Transferring animals from one nation to another for adoption is a practice that has helped animals in need, however, this practice was paused during Covid. This led to a number of animals from other countries unable to be adopted.
Solutions to Animal Homelessness
Both in the U.S. and globally, as humans struggle, so do their animals. Evictions are on the rise in the states as protections provided in the first round of Covid 10 relief expires. This is an issue in other countries as well. In addition, people who are unemployed or underemployed as a result of the pandemic might surrender or abandon animals because they simply don’t have enough resources.
The SPCA of Richmond addresses the underlying issues of animal homelessness in a blog on their website.

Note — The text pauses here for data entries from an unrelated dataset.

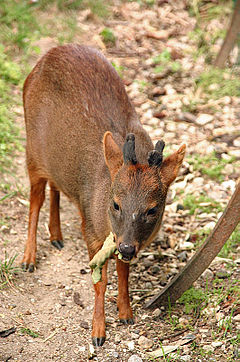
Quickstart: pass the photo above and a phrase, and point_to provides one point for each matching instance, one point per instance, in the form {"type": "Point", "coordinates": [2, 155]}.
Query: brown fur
{"type": "Point", "coordinates": [77, 117]}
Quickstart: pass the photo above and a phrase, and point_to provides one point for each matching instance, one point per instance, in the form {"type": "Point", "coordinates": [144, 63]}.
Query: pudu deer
{"type": "Point", "coordinates": [84, 139]}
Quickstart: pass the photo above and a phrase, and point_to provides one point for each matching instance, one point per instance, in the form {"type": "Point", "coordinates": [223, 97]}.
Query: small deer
{"type": "Point", "coordinates": [84, 138]}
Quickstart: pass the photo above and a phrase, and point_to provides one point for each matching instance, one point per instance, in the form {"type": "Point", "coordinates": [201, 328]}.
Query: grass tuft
{"type": "Point", "coordinates": [8, 270]}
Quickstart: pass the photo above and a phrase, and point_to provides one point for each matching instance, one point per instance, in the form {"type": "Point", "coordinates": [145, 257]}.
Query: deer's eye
{"type": "Point", "coordinates": [152, 211]}
{"type": "Point", "coordinates": [116, 206]}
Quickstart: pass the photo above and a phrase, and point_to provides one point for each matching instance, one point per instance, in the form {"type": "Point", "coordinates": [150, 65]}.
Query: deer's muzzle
{"type": "Point", "coordinates": [128, 251]}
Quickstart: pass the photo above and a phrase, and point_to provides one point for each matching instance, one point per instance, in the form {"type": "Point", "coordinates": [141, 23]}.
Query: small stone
{"type": "Point", "coordinates": [117, 338]}
{"type": "Point", "coordinates": [185, 358]}
{"type": "Point", "coordinates": [208, 348]}
{"type": "Point", "coordinates": [217, 344]}
{"type": "Point", "coordinates": [183, 256]}
{"type": "Point", "coordinates": [148, 285]}
{"type": "Point", "coordinates": [183, 321]}
{"type": "Point", "coordinates": [210, 225]}
{"type": "Point", "coordinates": [84, 324]}
{"type": "Point", "coordinates": [130, 345]}
{"type": "Point", "coordinates": [155, 269]}
{"type": "Point", "coordinates": [135, 358]}
{"type": "Point", "coordinates": [145, 342]}
{"type": "Point", "coordinates": [222, 274]}
{"type": "Point", "coordinates": [115, 354]}
{"type": "Point", "coordinates": [236, 318]}
{"type": "Point", "coordinates": [203, 119]}
{"type": "Point", "coordinates": [134, 335]}
{"type": "Point", "coordinates": [156, 313]}
{"type": "Point", "coordinates": [207, 274]}
{"type": "Point", "coordinates": [186, 245]}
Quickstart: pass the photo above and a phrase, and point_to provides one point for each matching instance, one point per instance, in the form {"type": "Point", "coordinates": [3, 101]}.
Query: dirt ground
{"type": "Point", "coordinates": [51, 309]}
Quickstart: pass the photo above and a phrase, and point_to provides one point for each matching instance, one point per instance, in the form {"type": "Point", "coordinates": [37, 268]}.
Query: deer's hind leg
{"type": "Point", "coordinates": [54, 220]}
{"type": "Point", "coordinates": [37, 197]}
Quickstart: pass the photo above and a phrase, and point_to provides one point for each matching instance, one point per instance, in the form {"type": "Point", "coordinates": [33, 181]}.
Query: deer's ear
{"type": "Point", "coordinates": [171, 165]}
{"type": "Point", "coordinates": [112, 153]}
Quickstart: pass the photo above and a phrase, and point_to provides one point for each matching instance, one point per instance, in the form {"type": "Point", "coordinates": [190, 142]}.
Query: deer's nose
{"type": "Point", "coordinates": [128, 251]}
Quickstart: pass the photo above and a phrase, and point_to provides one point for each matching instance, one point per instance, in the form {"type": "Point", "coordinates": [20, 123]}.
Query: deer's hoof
{"type": "Point", "coordinates": [28, 267]}
{"type": "Point", "coordinates": [98, 341]}
{"type": "Point", "coordinates": [127, 321]}
{"type": "Point", "coordinates": [58, 244]}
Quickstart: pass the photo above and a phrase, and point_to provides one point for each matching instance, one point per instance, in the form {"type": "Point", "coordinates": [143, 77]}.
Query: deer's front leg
{"type": "Point", "coordinates": [98, 324]}
{"type": "Point", "coordinates": [123, 302]}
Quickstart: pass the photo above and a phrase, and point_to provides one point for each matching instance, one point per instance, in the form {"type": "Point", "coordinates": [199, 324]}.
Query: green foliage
{"type": "Point", "coordinates": [18, 24]}
{"type": "Point", "coordinates": [7, 270]}
{"type": "Point", "coordinates": [231, 245]}
{"type": "Point", "coordinates": [164, 60]}
{"type": "Point", "coordinates": [203, 203]}
{"type": "Point", "coordinates": [217, 83]}
{"type": "Point", "coordinates": [193, 299]}
{"type": "Point", "coordinates": [108, 36]}
{"type": "Point", "coordinates": [210, 165]}
{"type": "Point", "coordinates": [10, 75]}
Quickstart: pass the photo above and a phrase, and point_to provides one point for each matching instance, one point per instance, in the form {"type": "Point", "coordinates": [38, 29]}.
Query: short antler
{"type": "Point", "coordinates": [155, 157]}
{"type": "Point", "coordinates": [129, 155]}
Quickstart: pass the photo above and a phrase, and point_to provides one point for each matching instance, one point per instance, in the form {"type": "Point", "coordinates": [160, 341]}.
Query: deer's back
{"type": "Point", "coordinates": [71, 98]}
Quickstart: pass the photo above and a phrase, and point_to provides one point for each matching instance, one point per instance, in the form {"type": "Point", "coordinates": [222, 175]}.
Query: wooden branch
{"type": "Point", "coordinates": [230, 38]}
{"type": "Point", "coordinates": [204, 256]}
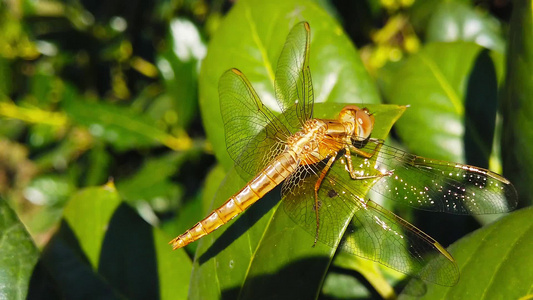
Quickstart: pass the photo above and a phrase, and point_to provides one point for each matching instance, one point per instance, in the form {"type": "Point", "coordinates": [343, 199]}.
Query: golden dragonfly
{"type": "Point", "coordinates": [299, 151]}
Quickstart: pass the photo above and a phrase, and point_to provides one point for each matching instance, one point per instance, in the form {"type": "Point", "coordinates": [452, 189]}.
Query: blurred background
{"type": "Point", "coordinates": [93, 92]}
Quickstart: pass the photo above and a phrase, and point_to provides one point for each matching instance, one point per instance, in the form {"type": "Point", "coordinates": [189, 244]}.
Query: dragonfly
{"type": "Point", "coordinates": [327, 166]}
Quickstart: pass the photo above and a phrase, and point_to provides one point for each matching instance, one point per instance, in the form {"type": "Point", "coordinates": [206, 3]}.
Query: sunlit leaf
{"type": "Point", "coordinates": [494, 261]}
{"type": "Point", "coordinates": [18, 255]}
{"type": "Point", "coordinates": [451, 89]}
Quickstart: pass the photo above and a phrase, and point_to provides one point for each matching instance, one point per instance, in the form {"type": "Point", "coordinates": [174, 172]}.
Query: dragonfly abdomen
{"type": "Point", "coordinates": [268, 178]}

SPCA of Richmond says that shelter diversion programs and prioritizing adoptions are key to preventing animal homelessness. Some of the programs they have to help minimize the strain on pets’ families are low-cost spay and neutering, pet food assistance programs, temporary low-cost boarding, and more. In addition, educating the public on the importance of adoption over purchasing animals is also important to preventing homelessness and reducing business for puppy mills.
More reliance on technology and more creativity for matching pets and families certainly kept animal shelters busy in 2020, however, they rose to the occasion to help place record numbers of pet adoptions.